By Leila Sharma
Ransomware is malware that tricks users into installing itself on their devices. Ransomware scams most commonly occur via email social engineering scams, a/k/a phishing scams. In ransomware attacks, malware encrypts a user’s files and requests ransom payment, often in bitcoin, to unlock the files and restore encrypted content to users. Payment, however, does not always guarantee receipt of the encryption key or successful restoration of corrupted files.
Ransomware scams commonly arrive as emails or web pop-ups which invite users to click an embedded link or open an attachment and enable Macros. These actions will trigger the installation of the ransomware. Once it has been installed, users will usually receive an onscreen message alerting them that their computer is locked and/or their files are encrypted, and that payment is due within a certain time-frame or their encrypted data will be deleted.
What is the best defense against ransomware? The answer is twofold:
- Prevention is ideal, and quick action if infected is a must.
- Please see the NYU ServiceLink knowledge article entitled Security Education: Recognizing phishing scams and protecting yourself online for tips on detecting suspect messages and thereby avoiding ransomware.
- To view sample ransomware messages, please see the following posts on the IT Security News & Alerts Blog:
- If infected, immediately disconnect your computer from NYU-NET (to prevent the ransomware from spreading), and report the infection by contacting the NYU IT Service Desk, and also contact your local IT admin if you have one.
- Regular backups to external drives/devices are essential.
- After disconnecting your device from NYU-NET and alerting the NYU IT Service Desk and your local IT admin of the issue, wipe your device and restore its content from backups. Please check any mounted devices or synchronized systems you use (such as NYU Box or DropBox) prior to the restoration from backups to ensure that ransomware did not spread to these files. Additionally, do not leave backup devices mounted following the completion of either the backups or restoration, otherwise such devices are also vulnerable to encryption in the event the main device gets encrypted by ransomware. It is also recommended that you regularly check that your backups are working and that you can recover the files you need.
Ransomware takes a variety of forms. In addition to the Locky variant referenced above, there are at least 16 additional variants of ransomware which have been identified over the past two years, including one claiming to be from law enforcement and demanding payment for illegal cyber activity (for more information, see this PDF on the Symantec website). An added twist to the ransomware landscape is ransomware that not only demands a payment but also threatens disclosure of all files on your device to all of your contacts. This type of ransomware has been dubbed “Jigsaw.” For more information on Jigsaw, see the ArsTechnica website.

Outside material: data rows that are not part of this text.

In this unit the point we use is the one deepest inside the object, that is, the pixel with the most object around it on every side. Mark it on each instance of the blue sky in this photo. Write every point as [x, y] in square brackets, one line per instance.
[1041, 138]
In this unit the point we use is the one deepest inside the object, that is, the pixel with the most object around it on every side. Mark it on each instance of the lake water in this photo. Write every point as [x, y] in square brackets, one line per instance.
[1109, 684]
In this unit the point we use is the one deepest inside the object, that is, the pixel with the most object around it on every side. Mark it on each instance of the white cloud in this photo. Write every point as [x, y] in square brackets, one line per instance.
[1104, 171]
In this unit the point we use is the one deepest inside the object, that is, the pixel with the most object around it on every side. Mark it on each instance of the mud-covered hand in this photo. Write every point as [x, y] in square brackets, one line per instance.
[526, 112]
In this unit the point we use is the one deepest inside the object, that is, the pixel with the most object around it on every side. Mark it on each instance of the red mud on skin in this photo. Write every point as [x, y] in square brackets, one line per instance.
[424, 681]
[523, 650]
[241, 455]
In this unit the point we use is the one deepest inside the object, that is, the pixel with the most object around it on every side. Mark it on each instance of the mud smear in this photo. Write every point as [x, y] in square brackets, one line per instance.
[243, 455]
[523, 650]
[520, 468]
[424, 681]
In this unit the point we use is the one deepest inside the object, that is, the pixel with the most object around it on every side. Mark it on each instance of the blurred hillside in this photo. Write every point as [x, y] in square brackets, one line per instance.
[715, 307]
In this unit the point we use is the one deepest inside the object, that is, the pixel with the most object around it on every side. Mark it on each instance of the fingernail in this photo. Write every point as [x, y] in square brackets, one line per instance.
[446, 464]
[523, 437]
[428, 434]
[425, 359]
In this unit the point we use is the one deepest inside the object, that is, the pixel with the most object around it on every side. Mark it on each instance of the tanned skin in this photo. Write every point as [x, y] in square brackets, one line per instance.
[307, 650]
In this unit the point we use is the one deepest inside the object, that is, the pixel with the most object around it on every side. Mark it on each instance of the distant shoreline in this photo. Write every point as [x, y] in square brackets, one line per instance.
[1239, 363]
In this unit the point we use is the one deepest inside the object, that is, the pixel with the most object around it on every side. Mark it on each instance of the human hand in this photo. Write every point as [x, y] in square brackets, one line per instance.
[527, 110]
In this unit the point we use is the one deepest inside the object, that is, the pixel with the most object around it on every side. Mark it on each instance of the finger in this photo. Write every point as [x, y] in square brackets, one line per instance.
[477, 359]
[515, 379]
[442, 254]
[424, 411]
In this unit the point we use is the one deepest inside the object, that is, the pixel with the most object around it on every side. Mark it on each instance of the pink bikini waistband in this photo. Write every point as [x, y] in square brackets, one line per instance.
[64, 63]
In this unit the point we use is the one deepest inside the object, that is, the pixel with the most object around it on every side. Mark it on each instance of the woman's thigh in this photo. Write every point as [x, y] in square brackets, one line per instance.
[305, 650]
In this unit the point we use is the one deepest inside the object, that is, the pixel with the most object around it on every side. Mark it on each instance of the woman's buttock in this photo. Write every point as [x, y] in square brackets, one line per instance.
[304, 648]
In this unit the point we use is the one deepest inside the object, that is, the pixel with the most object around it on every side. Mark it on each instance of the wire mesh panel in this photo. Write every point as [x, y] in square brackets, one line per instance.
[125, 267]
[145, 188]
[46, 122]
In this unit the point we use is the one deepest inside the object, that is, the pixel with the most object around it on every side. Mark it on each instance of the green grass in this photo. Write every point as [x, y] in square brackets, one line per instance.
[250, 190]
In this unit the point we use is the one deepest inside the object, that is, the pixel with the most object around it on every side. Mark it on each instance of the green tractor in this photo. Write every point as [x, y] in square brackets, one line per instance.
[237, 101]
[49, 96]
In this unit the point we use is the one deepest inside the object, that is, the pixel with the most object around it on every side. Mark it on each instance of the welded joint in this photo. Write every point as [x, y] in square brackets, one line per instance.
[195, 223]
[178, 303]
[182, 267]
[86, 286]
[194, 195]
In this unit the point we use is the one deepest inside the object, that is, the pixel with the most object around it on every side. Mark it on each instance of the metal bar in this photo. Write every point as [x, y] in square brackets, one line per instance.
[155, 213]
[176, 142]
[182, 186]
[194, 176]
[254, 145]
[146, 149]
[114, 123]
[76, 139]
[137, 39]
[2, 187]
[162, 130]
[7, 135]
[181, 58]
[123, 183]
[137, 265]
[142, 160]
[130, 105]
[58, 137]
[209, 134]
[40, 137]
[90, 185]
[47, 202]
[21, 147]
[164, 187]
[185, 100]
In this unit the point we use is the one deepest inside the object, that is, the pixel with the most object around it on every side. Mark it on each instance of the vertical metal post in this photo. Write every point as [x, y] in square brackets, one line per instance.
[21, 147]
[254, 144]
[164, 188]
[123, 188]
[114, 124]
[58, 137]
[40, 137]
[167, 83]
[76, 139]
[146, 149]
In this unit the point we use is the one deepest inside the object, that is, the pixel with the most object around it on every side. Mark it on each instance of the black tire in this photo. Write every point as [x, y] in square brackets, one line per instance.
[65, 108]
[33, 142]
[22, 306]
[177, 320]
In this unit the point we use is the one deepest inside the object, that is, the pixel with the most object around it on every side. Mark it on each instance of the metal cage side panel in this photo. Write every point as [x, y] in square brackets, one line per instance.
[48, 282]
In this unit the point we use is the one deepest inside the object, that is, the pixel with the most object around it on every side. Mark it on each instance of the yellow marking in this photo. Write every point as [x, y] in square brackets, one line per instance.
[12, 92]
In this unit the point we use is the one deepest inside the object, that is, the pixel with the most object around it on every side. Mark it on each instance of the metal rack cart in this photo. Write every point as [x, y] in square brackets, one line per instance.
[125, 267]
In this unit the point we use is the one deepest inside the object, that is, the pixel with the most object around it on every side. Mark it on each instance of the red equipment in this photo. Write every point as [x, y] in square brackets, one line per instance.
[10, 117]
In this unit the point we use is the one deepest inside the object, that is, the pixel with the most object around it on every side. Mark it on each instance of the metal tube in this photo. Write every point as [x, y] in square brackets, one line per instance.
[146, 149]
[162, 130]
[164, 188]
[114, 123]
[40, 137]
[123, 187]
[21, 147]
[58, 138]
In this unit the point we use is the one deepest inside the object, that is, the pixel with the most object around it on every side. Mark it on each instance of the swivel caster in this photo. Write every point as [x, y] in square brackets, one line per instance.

The following are additional recommendations respecting the avoidance of ransomware and attack recovery:
- Perform updates (e.g., patching) of your device, browser, and applications regularly to avoid being vulnerable to “drive-by download.” attacks. Drive-by download refers to a program downloaded onto your device without your knowledge or consent. In these attacks, if a computer is not fully patched, malware often gets installed.
- Do not leave your computer permanently attached to cloud or external storage. Malware designed to encrypt or corrupt files on your computer will do the same to files your computer can access in the cloud.
- Whenever possible, use a standard account on a computer that has limited privileges, rather than privileged accounts such as “administrator” or “root”. This provides an added layer of protection and prevents many types of malware from installing.